Assessment of Antiepileptic Drug Concentrations in HIV-Infected versus HIV-Negative Patients: A Retrospective Analysis
- 17 Downloads
A higher rate of subtherapeutic psychotropic drug concentrations was recently found in HIV-infected versus HIV-negative patients. In this study, we sought to investigate if this trend could also apply to antiepileptic drugs.
Overall, 700 HIV-infected patients were screened during the first 2 years after the introduction of our outpatient polytherapy management service (Gestione Ambulatoriale Politerapie [GAP]) in the search for subjects with antiepileptic drug trough concentration assessments. The distribution of such concentrations was compared with that in HIV-negative patients monitored over the same period.
The search identified 97 HIV-infected patients concomitantly receiving antiretroviral and antiepileptic drugs, for a total of 310 drug measurements. Overall, 30%, 64% and 6%, versus 28%, 65% and 7%, of the antiepileptic concentrations measured in HIV-infected versus HIV-negative patients (1090 patients, for a total of 3488 antiepileptic concentrations measured) were below, within, or above the therapeutic targets, respectively. The antiepileptic drug valproate was associated with the highest risk of subtherapeutic drug concentrations, with 57% and 46% of determinations below the therapeutic range in HIV-positive and HIV-negative patients, respectively. Remarkably, the concentrations of valproate were significantly lower in HIV-infected versus HIV-negative patients (47.9 ± 21.2 versus 53.9 ± 21.6 mg/L; p < 0.05).

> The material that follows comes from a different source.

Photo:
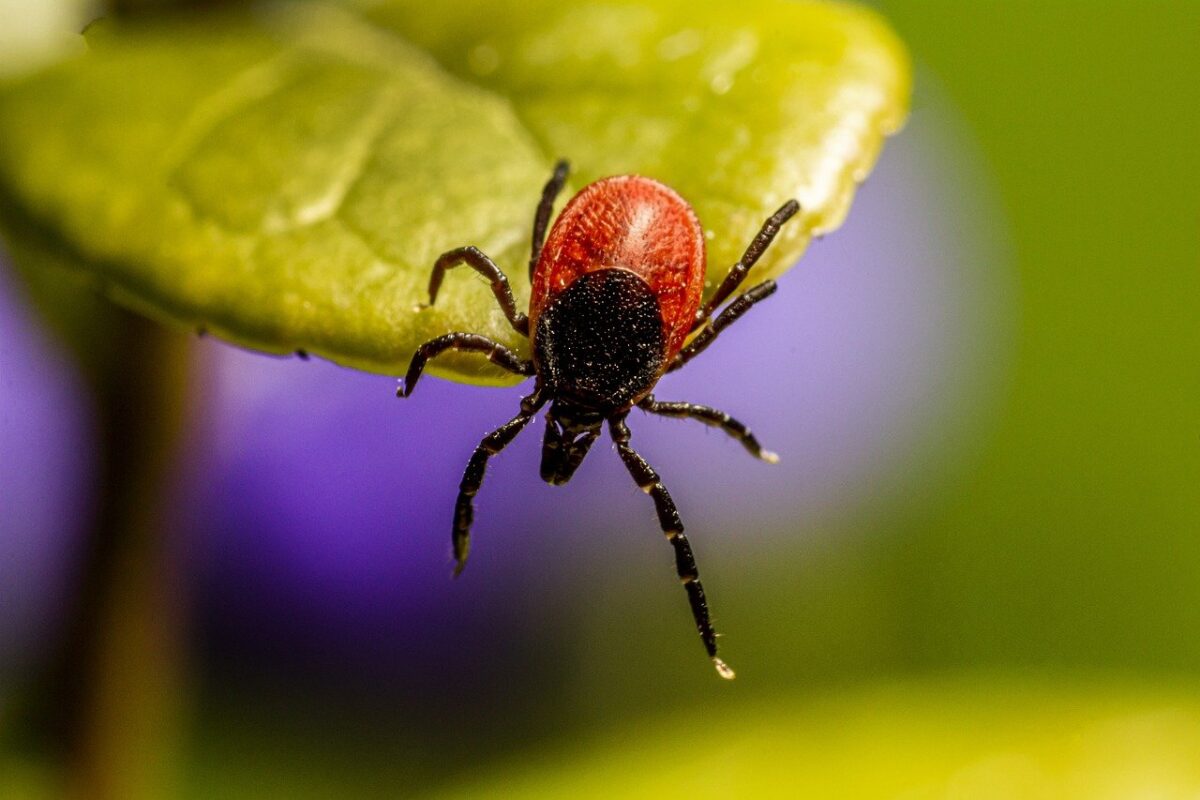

In our retrospective study, most HIV-infected patients had antiepileptic drug concentrations falling within the therapeutic targets, with the exception of valproate, which was associated with a higher rate of subtherapeutic concentrations compared with other antiepileptic drugs.
This study was carried out as part of our routine work, and no external funds were used.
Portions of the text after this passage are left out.